Security considerations while restoring iPhone

Security considerations while restoring iPhone

Well it happened. I was at the airport ready to fly off to Las Vegas when my iPhone quit working[1]. Upon arriving in Vegas I went strait to the Apple store in the shops at Caesars Palace, and within 10 minutes was issued a brand new phone. The new phone allowed my phone number to work, but didn't have any of the applications and contacts that I had on my old phone. I felt out of touch with all of my social networking applications missing.

When I got home I decided that I was going to document the authentication information that was restored form the backup I had of my phone the day before it broke. I wondered which applications stored authentication information during a backup.

List of security related items that PLEASED me after the restore:

• Apple Mail - both gmail and my companies (both imaps) services didn't have stored credentials. No emails where backup (good in my opinion).
• Facebook Application - same thing, the program normally has the name and password cached in some capacity, but I was required to re-authenticate after the restore.
• App Store (iTunes authentication) - Re-authentication was required.
  
• iTunes Store (I purchased a song to test this out, and will not disclose which one :-). Re-authentication required for iTunes account which is good. Apparently not shared somewhere under the OS covers with App Store (good).
• All programs needed to request location information again.
• Twinkle needed to be re-authenticated. It did have cached tweets from the backup.

List of security related items that BOTHERED me after the restore:

• Anything web based! All of my google mail sessions where still there. Any sort of session data that was on the system at the time of backup was restored into Safari.
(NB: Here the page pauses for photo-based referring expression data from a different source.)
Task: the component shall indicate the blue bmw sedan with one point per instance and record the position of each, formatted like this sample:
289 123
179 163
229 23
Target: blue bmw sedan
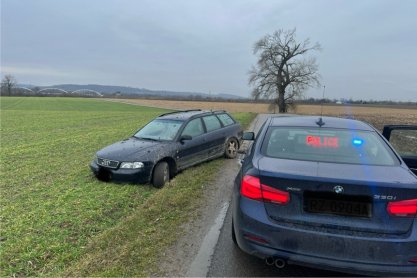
328 193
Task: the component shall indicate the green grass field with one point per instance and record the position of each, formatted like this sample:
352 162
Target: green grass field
56 218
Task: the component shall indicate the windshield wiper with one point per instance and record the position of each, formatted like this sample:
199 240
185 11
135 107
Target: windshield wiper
147 138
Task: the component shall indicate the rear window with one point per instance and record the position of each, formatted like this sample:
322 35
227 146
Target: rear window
225 119
328 145
212 123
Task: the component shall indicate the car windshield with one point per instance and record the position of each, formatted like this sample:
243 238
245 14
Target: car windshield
160 130
328 145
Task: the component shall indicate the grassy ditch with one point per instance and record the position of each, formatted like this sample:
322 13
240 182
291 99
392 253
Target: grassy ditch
56 218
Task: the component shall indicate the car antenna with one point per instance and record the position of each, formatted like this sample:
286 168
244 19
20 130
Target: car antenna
320 122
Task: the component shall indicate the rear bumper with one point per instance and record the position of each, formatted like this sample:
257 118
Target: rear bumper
336 252
142 175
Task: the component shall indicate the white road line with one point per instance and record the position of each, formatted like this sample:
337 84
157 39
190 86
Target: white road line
200 266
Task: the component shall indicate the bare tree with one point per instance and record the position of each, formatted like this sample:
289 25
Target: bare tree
7 84
283 71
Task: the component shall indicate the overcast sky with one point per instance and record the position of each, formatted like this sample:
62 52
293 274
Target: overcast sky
369 46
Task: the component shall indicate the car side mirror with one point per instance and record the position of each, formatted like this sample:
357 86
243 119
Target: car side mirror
185 138
249 136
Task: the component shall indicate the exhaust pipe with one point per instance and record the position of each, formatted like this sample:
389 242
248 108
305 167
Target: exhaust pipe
280 263
269 260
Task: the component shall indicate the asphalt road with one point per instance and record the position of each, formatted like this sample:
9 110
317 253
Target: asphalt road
229 261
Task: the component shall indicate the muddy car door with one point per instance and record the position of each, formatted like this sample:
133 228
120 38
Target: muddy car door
216 136
192 144
404 139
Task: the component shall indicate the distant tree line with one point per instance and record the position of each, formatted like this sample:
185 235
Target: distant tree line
9 88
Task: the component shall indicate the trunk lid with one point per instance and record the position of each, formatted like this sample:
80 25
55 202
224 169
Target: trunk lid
309 181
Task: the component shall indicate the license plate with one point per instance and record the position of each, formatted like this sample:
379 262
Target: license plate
338 206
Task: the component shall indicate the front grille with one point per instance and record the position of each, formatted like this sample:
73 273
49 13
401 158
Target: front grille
107 162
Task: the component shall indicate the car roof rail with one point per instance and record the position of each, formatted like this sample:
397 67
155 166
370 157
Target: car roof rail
180 111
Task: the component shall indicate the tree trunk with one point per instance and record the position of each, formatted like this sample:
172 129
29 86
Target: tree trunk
281 102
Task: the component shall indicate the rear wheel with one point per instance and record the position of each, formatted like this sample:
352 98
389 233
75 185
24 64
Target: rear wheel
160 174
231 148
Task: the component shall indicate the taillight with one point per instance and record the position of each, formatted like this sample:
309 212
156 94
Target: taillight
252 188
274 195
406 208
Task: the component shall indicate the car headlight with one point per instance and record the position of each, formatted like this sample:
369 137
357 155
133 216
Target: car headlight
132 165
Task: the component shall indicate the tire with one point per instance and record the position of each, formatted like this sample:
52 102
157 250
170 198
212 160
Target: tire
160 174
231 148
234 234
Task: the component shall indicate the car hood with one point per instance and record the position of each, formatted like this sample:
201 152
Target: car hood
132 149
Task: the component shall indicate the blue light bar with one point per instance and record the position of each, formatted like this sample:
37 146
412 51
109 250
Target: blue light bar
357 142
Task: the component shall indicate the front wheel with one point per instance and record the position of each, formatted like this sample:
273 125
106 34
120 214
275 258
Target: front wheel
160 174
231 148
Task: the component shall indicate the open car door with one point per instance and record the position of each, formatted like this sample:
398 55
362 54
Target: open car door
404 139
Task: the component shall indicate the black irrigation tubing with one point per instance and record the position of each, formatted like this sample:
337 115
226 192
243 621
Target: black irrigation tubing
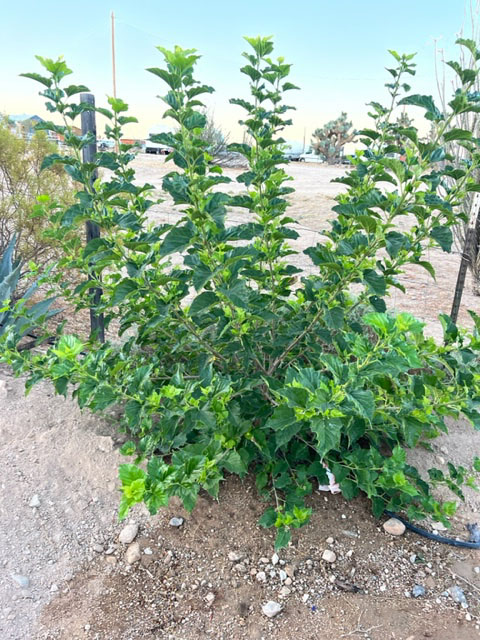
434 536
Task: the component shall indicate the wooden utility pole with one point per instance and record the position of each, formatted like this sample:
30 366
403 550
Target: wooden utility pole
89 125
113 57
471 237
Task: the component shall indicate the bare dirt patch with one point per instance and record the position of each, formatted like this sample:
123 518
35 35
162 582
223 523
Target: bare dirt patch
59 532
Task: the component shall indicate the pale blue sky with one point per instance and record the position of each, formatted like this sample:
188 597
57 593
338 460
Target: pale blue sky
338 49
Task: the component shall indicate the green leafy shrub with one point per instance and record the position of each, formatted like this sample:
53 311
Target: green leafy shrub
329 141
18 320
224 362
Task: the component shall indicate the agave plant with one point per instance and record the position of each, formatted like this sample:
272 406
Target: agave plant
19 319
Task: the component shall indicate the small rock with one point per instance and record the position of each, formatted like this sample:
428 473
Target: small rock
128 533
394 527
271 609
176 522
456 593
240 568
22 581
329 556
418 591
474 531
35 501
133 554
430 582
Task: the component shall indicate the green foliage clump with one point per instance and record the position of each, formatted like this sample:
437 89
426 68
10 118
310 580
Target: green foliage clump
228 359
21 183
330 140
18 319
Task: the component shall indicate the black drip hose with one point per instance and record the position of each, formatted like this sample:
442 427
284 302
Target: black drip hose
434 536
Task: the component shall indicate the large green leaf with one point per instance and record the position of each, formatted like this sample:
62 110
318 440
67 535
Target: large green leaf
327 433
376 282
124 289
363 401
426 102
203 302
443 236
177 239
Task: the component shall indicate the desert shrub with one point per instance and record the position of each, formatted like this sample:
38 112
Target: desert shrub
329 141
21 182
224 361
20 318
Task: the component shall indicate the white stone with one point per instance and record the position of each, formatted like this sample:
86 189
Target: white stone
133 554
128 533
35 501
176 522
394 527
271 609
240 568
329 556
22 581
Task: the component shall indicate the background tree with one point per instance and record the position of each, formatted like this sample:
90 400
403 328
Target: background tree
21 182
470 121
330 140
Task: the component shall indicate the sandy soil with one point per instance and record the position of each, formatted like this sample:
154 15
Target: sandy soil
63 572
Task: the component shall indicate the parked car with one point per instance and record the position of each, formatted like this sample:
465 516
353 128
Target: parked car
292 156
310 156
157 148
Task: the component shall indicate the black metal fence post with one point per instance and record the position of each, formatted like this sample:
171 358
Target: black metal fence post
89 125
470 238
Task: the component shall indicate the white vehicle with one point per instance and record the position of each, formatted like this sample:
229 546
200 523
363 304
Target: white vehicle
157 147
310 156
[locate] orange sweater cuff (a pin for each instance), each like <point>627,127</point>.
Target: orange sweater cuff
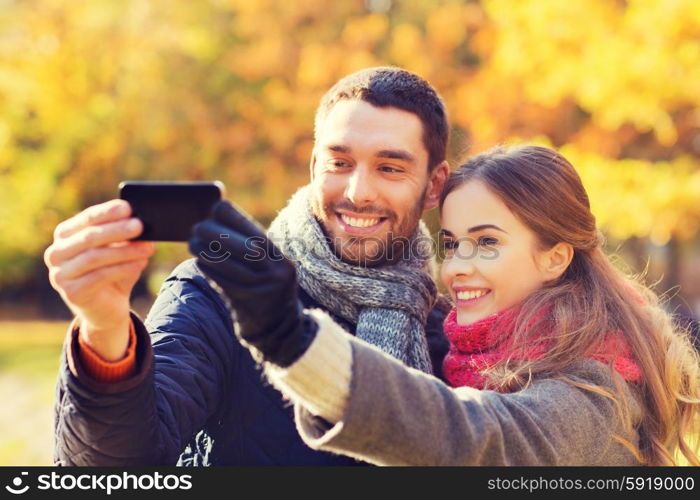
<point>109,371</point>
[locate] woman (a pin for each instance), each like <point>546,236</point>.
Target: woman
<point>556,358</point>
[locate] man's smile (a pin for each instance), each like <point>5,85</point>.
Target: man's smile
<point>358,224</point>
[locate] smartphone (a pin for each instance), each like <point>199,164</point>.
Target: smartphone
<point>169,210</point>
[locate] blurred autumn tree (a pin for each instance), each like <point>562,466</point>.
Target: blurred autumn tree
<point>95,92</point>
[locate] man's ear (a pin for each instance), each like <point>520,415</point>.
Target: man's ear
<point>437,180</point>
<point>556,260</point>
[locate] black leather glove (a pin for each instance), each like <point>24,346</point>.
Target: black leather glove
<point>260,283</point>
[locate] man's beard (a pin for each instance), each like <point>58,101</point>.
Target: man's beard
<point>370,251</point>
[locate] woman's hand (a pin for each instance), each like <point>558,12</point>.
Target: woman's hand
<point>259,282</point>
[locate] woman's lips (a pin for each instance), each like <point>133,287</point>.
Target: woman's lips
<point>464,302</point>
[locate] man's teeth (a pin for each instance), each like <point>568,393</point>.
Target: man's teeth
<point>471,294</point>
<point>358,222</point>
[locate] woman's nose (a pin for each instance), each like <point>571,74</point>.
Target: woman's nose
<point>460,263</point>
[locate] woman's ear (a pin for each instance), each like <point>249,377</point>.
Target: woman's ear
<point>556,260</point>
<point>437,180</point>
<point>312,165</point>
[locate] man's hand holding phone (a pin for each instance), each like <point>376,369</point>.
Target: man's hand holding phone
<point>94,266</point>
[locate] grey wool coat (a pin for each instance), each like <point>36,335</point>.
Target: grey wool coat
<point>399,416</point>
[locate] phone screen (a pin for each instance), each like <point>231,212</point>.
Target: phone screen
<point>169,210</point>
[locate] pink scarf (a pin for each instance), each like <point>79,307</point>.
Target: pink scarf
<point>482,344</point>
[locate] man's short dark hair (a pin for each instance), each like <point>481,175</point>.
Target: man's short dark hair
<point>387,86</point>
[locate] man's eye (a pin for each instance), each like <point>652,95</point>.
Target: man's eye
<point>486,241</point>
<point>389,169</point>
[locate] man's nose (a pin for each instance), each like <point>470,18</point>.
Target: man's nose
<point>360,189</point>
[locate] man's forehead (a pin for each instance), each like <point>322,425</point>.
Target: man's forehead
<point>354,124</point>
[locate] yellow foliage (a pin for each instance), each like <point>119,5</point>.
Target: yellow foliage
<point>95,92</point>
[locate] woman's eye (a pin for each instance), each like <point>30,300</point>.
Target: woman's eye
<point>336,163</point>
<point>450,245</point>
<point>486,241</point>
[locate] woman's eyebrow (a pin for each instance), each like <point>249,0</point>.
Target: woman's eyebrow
<point>485,226</point>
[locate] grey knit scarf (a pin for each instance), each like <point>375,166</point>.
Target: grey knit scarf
<point>389,304</point>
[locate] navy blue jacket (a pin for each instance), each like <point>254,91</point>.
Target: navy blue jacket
<point>197,398</point>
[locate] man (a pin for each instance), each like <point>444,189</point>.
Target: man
<point>180,388</point>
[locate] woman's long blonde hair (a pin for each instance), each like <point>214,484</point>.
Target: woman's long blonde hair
<point>591,299</point>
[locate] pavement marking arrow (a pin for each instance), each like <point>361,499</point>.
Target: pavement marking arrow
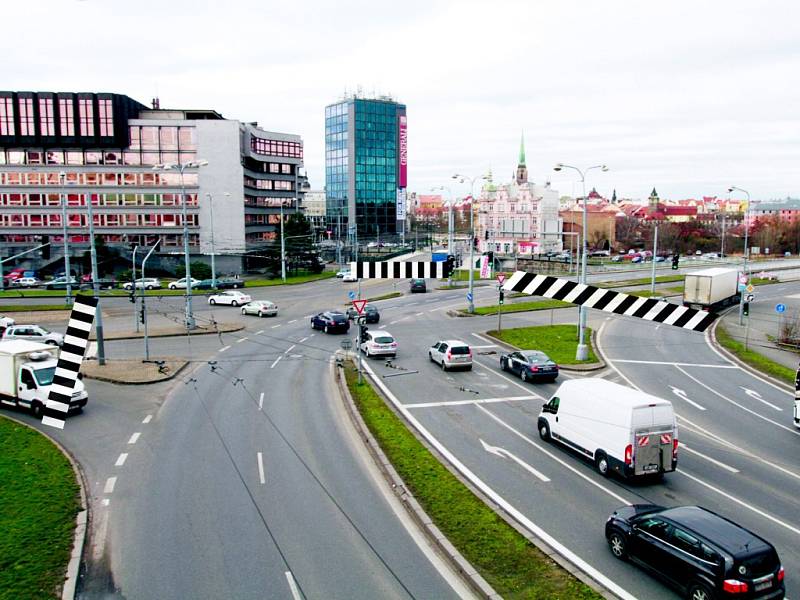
<point>757,396</point>
<point>682,395</point>
<point>503,453</point>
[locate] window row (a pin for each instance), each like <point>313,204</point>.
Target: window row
<point>97,199</point>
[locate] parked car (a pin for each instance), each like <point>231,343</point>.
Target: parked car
<point>451,354</point>
<point>418,285</point>
<point>231,298</point>
<point>529,365</point>
<point>697,551</point>
<point>260,308</point>
<point>331,321</point>
<point>180,284</point>
<point>34,333</point>
<point>378,343</point>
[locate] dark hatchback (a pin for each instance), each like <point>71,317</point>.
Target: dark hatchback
<point>331,322</point>
<point>697,551</point>
<point>530,365</point>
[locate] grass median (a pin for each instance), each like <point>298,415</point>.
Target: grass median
<point>40,499</point>
<point>510,563</point>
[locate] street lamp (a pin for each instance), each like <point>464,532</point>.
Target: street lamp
<point>583,350</point>
<point>471,180</point>
<point>180,167</point>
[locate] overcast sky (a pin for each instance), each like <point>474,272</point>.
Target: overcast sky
<point>685,96</point>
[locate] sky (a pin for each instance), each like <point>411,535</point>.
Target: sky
<point>688,97</point>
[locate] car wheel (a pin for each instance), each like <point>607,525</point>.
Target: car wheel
<point>618,545</point>
<point>698,591</point>
<point>602,464</point>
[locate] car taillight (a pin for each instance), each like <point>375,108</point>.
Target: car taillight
<point>734,586</point>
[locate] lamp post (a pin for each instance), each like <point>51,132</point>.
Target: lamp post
<point>180,167</point>
<point>746,247</point>
<point>583,350</point>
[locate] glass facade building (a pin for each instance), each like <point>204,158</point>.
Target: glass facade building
<point>365,164</point>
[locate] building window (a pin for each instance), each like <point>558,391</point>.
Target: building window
<point>86,115</point>
<point>67,116</point>
<point>26,116</point>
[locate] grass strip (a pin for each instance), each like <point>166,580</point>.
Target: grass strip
<point>40,499</point>
<point>510,563</point>
<point>559,342</point>
<point>753,358</point>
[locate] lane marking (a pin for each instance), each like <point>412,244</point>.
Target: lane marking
<point>683,446</point>
<point>261,469</point>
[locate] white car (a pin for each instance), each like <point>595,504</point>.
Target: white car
<point>232,298</point>
<point>451,354</point>
<point>260,308</point>
<point>378,343</point>
<point>181,283</point>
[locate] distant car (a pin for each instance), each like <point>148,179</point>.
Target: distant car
<point>260,308</point>
<point>34,333</point>
<point>331,321</point>
<point>451,354</point>
<point>370,314</point>
<point>181,283</point>
<point>530,365</point>
<point>418,285</point>
<point>700,553</point>
<point>229,298</point>
<point>378,343</point>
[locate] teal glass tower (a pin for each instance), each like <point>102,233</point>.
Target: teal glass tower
<point>365,166</point>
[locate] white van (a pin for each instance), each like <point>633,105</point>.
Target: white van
<point>618,428</point>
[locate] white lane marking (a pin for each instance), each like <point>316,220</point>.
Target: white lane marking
<point>497,498</point>
<point>683,446</point>
<point>503,453</point>
<point>465,402</point>
<point>293,586</point>
<point>757,396</point>
<point>682,395</point>
<point>758,511</point>
<point>674,364</point>
<point>744,408</point>
<point>261,469</point>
I question the value of this.
• All of your Safari web history is restored.
  
• Notes Application - all notes where still there. Since notes didn't require authentication before it didn't now. Be careful putting sensitive data in your notes.
• I had to re-enable erase after 10 failed authentication attempts feature. <-- on a broken screen phone that is still responding (via "vibrates" when auth failed attempt) can be used to start destruction of data.
• Passcode lock was NOT restored. (4 digit number used to unlock the screen).

[1] Quit as in the screen was pure white. Hard restart didn't fix. Phone still responded evident in that it would vibrate on a failed authentication attempt.